Food has always been a major part of any culture. In American culture, however, the emphasis on new and interesting food has been on the rise. Recent years have seen a surge of interest in food culture, leading to the rise of the celebrity chef, and of food-based competitions. This Saturday, Iron Chef Michael Symon brought a bit of both to Northampton’s Calvin Theatre with an event called “Iron Cook.”

Held in support of the local charity group Friends of Children, the fifth annual “Iron Cook” battle featured Chef Symon, of TV’s “Iron Chef America” and “How to Cook Like An Iron Chef.” Born and raised in Cleveland, Ohio, Symon was brought to Western Massachusetts by his longtime friend Lou Ekus, a supporter of the Friends of Children.

Local chefs Greg Monette, Michelangelo Wescott and Maggie Zaccara were on stage on suited up to compete, as they had been chosen by popular vote in an online competition. When he was instructed to pick a challenger from his opponents, Symon shocked the audience by choosing all three to cook as a team against him in pan-to-pan combat.

Modeled after “Iron Chef America,” Friday’s “Iron Cook” battle required each team to construct four different dishes, each featuring the night’s secret theme ingredient.

Friday night’s food of focus was squash, a wide category whose diversity was well utilized by the competitors. The well-represented variety was pumpkin, but butternut, acorn and spaghetti squash were all featured in various dishes through the night.

The feel of the event was far more relaxed than a typical “Iron Chef” battle. The announcers seemed more interested in chatting with the competitors than following the culinary action. The competition itself was also friendlier. Chef Symon spent much of the battle multitasking, interacting with the audience and sending over bits of cooked meat to his opponents. While the local chefs had their noses to the grindstone to a greater degree, they still managed some friendly trash-talk and to trade dishes.

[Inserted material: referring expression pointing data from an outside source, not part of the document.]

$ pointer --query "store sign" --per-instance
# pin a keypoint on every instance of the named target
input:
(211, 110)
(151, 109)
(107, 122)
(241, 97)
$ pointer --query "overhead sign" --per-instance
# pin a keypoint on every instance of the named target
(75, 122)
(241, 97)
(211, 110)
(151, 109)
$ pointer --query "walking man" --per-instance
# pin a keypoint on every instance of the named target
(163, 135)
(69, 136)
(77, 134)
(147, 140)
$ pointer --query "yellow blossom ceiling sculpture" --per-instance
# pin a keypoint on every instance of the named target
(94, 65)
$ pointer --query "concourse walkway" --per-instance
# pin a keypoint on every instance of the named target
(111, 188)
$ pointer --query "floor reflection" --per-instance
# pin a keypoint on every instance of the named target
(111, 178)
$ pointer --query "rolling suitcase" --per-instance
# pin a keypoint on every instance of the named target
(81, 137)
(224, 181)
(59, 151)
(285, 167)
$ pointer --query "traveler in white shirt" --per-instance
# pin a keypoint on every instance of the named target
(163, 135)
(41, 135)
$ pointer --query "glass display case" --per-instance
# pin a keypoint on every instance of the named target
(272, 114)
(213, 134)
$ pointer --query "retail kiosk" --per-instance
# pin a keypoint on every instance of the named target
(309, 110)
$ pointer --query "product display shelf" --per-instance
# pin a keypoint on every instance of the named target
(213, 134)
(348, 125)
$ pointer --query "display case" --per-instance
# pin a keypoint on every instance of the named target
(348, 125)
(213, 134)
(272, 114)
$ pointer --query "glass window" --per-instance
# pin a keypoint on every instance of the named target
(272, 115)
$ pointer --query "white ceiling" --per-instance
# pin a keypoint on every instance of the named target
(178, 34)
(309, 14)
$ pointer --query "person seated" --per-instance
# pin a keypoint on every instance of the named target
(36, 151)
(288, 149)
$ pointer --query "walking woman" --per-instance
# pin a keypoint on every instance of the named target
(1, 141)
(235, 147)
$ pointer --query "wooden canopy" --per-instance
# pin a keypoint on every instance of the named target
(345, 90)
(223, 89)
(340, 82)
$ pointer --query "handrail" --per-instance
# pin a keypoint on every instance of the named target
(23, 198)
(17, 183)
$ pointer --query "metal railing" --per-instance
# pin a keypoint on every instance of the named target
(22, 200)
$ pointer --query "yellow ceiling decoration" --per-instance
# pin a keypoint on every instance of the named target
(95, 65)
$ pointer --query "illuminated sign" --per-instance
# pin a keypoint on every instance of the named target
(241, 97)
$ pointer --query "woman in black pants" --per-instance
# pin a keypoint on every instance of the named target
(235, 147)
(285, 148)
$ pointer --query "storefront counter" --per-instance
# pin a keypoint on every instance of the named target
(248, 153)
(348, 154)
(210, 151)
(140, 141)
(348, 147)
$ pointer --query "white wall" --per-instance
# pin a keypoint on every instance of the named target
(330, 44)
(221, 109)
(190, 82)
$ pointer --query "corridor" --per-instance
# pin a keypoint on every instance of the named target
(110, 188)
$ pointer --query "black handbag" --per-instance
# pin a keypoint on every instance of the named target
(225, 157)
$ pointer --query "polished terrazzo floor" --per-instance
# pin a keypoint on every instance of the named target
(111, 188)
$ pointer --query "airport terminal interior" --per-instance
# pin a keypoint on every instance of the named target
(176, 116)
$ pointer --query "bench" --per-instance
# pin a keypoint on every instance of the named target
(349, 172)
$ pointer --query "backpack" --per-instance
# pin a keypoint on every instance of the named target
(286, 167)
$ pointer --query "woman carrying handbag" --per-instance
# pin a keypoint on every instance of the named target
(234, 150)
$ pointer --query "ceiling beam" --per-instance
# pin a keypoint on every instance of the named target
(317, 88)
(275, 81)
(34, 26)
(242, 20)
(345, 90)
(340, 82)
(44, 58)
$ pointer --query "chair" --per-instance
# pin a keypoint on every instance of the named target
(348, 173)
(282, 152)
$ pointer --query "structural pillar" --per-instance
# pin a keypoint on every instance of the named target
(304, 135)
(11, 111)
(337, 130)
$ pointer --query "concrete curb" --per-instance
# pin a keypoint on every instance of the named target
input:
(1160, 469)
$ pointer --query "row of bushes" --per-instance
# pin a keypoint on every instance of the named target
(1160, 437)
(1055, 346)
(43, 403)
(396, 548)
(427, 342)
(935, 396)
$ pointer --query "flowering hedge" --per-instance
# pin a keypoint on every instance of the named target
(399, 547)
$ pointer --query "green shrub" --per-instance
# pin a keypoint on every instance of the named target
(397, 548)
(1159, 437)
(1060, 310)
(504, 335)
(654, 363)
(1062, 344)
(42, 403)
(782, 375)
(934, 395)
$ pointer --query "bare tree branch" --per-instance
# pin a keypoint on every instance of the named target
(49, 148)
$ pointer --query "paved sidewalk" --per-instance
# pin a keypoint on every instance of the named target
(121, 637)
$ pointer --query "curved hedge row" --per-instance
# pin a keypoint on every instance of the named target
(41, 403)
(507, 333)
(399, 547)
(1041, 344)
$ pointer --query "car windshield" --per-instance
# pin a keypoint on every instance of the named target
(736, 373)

The action at “Iron Cook” may not have been as intense as its televised counterpart, but that wasn’t the only focus of the evening. The main goal of the event was to raise funds for Friends of Children, a local group dedicated to helping children in the foster care system. With a miniscule ratio of caseworkers to children, the under-funded Massachusetts foster system is all too often a breeding ground for fraud and abuse. Friends of Children dedicates itself to making sure no kids are left to fall through the cracks, and they do this through community advocacy, legal representation and mentoring programs.

During the battle, volunteers held an auction to determine who came home with the knives, pots and pans used by the chefs. Calphalon donated the cookware for the event, and Symon upped the value by signing every item sold.

The dishes whichh made it to the judges’ table were as diverse as their architects. The challengers plated wild boar stuffed with wild mushrooms and squash, a Thanksgiving smorgasbord of wild bass and stuffing, and chocolate-pumpkin crepes served with pumpkin milkshakes. Chef Greg Monette was singled out by the Iron Chef for his seared duck breast with acorn squash hash, and received an impressive trophy for the achievement.

Chef Symon showed his Sicilian roots with ricotta gnocchi made with pumpkin and acorn squash. He also wowed the judges with butternut-lobster soup, smoked duck with roasted pork, and a sweet potato pie topped with bacon-infused caramel.

In the end, the iron chef came out on top, but the real winners were the children. Thanks to the thousands raised through ticket sales, auction items, and corporate sponsorship, the Friends of Children will be able to continue serving the community by helping those who need it most.